[November 23.]

God is love; he who does not love him does not know him; for how can we know love without loving?… God who made all things in fact creates us anew every moment. It did not follow necessarily that because we were yesterday, we should exist to-day; we might cease to be, we might relapse into the nothingness from whence we came, if the same all-powerful hand who called us from it did not still sustain us. We are nothing in ourselves; we are only what God has made us to be, and that only while it pleases him. He has only to withdraw the hand which supports us in order to replunge us into the abyss of our nothingness, as a stone which one holds in the air falls from its own weight, as soon as the hand is unclosed which supports it. Thus do we hold existence only as the continual gift of God.…

It is not to know thee, oh God, to regard thee only as an all-powerful being who gives laws to all nature, and who has created everything which we see, it is only to know a part of thy being, it is not to know that which is most wonderful and most affecting to thy rational offspring. That which transports and melts my soul is to know that thou art the God of my heart. Thou doest there thy good pleasure.… Oh God! man does not know thee, he knows not who thou art. “The light shines in the midst of the darkness, but the darkness comprehendeth it not.” It is through thee that we live, that we think, that we enjoy the pleasures of life, and we forget him from whom we receive all these things.

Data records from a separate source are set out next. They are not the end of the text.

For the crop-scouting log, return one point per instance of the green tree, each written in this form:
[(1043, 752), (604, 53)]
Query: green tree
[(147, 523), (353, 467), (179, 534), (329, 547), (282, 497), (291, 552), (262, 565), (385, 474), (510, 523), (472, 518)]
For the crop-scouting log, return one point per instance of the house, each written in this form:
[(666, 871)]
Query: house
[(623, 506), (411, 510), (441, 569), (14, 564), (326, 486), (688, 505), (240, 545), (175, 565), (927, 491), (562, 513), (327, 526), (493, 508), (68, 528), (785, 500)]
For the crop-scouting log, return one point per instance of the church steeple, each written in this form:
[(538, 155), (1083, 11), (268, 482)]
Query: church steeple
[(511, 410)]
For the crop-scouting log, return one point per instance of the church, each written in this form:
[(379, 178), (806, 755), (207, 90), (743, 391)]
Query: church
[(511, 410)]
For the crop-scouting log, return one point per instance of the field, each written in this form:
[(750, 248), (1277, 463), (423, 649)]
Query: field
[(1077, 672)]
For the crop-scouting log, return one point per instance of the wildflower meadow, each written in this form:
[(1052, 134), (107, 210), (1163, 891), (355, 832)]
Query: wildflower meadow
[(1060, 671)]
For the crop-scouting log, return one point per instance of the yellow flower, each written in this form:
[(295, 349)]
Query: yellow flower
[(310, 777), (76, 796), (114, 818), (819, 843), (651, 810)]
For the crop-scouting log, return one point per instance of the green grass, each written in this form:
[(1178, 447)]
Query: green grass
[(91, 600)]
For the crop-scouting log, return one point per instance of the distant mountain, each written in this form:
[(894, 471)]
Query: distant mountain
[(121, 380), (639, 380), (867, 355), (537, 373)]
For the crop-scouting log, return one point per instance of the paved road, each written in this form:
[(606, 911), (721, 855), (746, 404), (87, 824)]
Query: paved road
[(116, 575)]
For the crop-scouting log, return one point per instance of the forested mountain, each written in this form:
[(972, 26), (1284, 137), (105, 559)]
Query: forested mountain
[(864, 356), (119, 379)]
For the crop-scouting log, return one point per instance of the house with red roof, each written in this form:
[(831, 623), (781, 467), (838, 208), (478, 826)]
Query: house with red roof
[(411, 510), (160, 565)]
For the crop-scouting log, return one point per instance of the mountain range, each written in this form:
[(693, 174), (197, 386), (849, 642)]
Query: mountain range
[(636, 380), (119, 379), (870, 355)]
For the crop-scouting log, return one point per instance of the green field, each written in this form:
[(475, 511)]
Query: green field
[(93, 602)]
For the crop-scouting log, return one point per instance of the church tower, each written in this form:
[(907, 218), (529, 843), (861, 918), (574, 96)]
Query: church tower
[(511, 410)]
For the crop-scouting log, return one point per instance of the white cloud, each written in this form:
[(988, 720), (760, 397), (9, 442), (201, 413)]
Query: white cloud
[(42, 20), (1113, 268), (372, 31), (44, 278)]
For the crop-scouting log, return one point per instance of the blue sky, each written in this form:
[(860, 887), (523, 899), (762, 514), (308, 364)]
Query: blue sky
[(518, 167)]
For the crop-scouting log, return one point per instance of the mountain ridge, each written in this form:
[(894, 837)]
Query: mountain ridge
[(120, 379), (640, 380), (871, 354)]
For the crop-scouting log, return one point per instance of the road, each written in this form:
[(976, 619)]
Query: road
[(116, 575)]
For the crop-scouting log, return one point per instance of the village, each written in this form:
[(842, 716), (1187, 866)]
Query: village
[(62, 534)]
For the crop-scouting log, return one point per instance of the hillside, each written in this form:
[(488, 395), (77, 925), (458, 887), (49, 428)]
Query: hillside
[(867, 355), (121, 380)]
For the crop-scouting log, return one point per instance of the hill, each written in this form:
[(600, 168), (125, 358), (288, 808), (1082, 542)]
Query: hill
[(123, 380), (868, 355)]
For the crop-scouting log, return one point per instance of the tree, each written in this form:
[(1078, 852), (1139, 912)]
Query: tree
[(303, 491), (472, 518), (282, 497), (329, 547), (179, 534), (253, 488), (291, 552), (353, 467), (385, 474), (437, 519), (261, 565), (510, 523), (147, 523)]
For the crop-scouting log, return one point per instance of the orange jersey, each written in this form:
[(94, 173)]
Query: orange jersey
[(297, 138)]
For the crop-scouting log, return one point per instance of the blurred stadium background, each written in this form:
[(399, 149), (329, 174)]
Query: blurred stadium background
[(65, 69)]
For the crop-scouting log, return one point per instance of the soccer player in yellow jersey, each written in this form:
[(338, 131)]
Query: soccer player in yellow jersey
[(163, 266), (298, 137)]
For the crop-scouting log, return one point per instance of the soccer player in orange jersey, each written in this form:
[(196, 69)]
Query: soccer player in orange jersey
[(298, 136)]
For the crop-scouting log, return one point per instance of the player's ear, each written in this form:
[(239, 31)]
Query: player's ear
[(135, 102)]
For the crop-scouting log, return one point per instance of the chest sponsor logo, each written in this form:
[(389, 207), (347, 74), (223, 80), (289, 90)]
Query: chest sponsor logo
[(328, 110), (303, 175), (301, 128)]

Universal light! it is through thee alone that we see anything. Sun of the soul, who dost shine more brightly than the material sun! seeing nothing except through thee we see not thee thyself. It is thou who givest all things, to the stars their light, to the fountains their waters and their courses, to the earth its plants, to the fruits their flavor, to all nature its riches and its beauty, to man health, reason, virtue, thou givest all, thou doest all, thou rulest over all; I see only thee, all other things vanish as a shadow before him who has once seen thee. But alas! he who has not seen thee, has seen nothing, he has passed his life in the illusion of a dream; he is as if he were not more unhappy still, for as we learn from thy word, it were better for him if he had not been born.

For myself I ever find thee within me. It is thee who workest with me in all the good I do. I have felt a thousand times that I could not of myself conquer my passions, overcome my habits, subdue my pride, follow my reason, or continue to will what I have once willed. It is thou who gavest me this will, who preservest it pure; without thee I am like a reed, agitated by the wind. Thou hast given me courage, uprightness, and all the good emotions which I experience. Thou hast created within me a new heart which desires thy justice, and thirsts for thy eternal truth. I leave myself in thy hands; it is enough for me to fulfill thy all-beneficent designs, and in nothing to resist thy good pleasure, for which I was created. Command, forbid, what willest thou that I should do? What that I should do? Lifted up, cast down, comforted, left to suffer, employed in thy service, or useless to every one, I still adore thee, ever yielding my will, I say with Mary, “Be it unto me according to thy word.”—Fénelon.


[November 30.]

Remember what St. Paul saith, “Our life is hid with Christ in God.” … Five cordial observations are couched therein. First, that God sets a high price and valuation on the souls of his servants, in that he is pleased to hide them; none will hide toys and trifles, but what is counted a treasure. Secondly, the word hide, as a relative, imports that some seek after our souls, being none other than Satan himself, that roaring lion, who goes about seeking whom he may devour. But the best is, let him seek, and seek, and seek, till all his malice be weary (if that be possible), we can not be hurt by him whilst we are hid in God. Thirdly, grant Satan find us there, he can not fetch us thence; our souls are bound in the bundle of life, with the Lord our God. So that, be it spoken with reverence, God must first be stormed with force or fraud, before the soul of a saint sinner, hid in him, can be surprised. Fourthly, we see the reason why so many are at a loss, in the agony of a wounded conscience, concerning their spiritual estate: for they look for their life in a wrong place, namely, to find it in their own piety, purity, and inherent righteousness. But though they seek, and search, and dig, and dive never so deep, all in vain. For though Adam’s life was hid in himself, and he intrusted with the keeping of his own integrity, yet, since Christ’s coming, all the original evidences of our salvation are kept in a higher office, namely, hidden in God himself. Lastly, as our English proverb saith, “He that hid can find;” so God (to whom belongs the issues from death) can infallibly find out that soul that is hidden in him, though it may seem, when dying, even to labor to lose itself in a fit of despair.…

Surely as Joseph and Mary conceived that they had lost Christ in a crowd and sought him three days sorrowing, till at last they found him, beyond their expectation, safe and sound, sitting in the temple; so many pensive parents, solicitous for the souls of their children, have even given them up for gone, and lamented them lost (because dying without visible comfort), and yet, in due time, shall find them, to their joy and comfort, safely possessed of honor and happiness, in the midst of the heavenly temple and church triumphant in glory.—Fuller.